Warmbier thanked those who had offered their prayers. He also had special gratitude for Sen. Rob Portman (R-OH), who stood by their side during the ordeal, as well as President Trump and Secretary of State Rex Tillerson, who worked hard to bring Otto home.
Mr. Warmbier then shared his thoughts on the North Korean regime, who treated his son as a war criminal.
“He fought to stay alive through the worst the North Koreans put him through,” Mr. Warmbier said.

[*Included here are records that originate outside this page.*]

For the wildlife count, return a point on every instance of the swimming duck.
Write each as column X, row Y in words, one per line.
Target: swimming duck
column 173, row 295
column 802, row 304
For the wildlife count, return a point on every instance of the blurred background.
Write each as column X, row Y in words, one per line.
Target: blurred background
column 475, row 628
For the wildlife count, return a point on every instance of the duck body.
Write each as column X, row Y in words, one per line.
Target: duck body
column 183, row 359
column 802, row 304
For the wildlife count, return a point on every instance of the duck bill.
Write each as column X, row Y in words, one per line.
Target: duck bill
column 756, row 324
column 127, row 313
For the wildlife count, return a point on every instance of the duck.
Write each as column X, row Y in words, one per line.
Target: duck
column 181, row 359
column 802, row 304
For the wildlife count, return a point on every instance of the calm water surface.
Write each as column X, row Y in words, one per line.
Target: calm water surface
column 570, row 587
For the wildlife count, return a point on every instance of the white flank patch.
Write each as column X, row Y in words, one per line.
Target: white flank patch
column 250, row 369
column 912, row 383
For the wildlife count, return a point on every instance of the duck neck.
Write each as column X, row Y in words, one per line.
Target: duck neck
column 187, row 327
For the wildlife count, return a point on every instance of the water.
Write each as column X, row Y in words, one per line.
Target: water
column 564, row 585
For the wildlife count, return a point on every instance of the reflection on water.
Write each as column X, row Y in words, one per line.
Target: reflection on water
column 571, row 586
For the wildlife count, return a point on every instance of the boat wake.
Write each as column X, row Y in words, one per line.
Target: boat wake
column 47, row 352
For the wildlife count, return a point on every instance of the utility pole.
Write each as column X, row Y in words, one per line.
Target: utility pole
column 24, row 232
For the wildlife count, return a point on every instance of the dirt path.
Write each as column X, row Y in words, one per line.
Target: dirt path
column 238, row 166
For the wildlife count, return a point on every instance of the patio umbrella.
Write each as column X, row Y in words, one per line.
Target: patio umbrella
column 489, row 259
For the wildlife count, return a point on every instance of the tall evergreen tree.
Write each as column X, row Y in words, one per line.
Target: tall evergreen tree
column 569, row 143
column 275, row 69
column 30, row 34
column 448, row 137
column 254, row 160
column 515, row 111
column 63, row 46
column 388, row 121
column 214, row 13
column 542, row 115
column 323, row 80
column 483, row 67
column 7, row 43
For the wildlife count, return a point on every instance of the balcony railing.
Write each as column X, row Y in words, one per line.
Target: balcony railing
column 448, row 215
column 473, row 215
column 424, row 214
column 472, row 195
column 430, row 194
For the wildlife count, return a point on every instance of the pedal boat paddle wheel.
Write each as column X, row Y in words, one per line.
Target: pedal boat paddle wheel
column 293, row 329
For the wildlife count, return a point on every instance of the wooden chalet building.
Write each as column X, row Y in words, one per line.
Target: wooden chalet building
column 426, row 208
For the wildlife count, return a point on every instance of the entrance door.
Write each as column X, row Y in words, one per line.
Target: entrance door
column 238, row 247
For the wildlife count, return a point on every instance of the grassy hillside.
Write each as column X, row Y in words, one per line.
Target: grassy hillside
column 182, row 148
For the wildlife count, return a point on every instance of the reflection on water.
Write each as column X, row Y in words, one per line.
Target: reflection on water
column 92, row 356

He and his wife Cindy were angered he was so “brutally treated for so long.” Fifteen months had gone by without them hearing a word from Otto. It wasn’t until a week ago the North Korean regime told them he was in a coma for almost all of that time. Mr. Warmbier denied the regime’s claim about how his son got botulism.
There is “no excuse for a civilized nation to keep his condition a secret,” he said.
Warmbier also saved some criticism for the Obama administration. The last White House, he said, advised them to take a “low profile” while they worked to obtain Otto’s release because doing otherwise would “upset the North Koreans.”
However, it wasn’t long before the Warmbiers released that strategy was not working.
“The time for strategic patience was over,” he said, as he and his wife began to grant media interviews.
One reporter followed up on this point, asking if the past administration could have done more to secure Otto’s release.
“The results speak for themselves,” Warmbier said.
Otto is currently being treated in the University of Cincinnati Medical Center “receiving the care he’s been denied for so long,” the grieving father added.
The hospital staff will be updating the media on Otto’s condition later today.
Mr. Warmbier called on North Korea to release the other three hostages.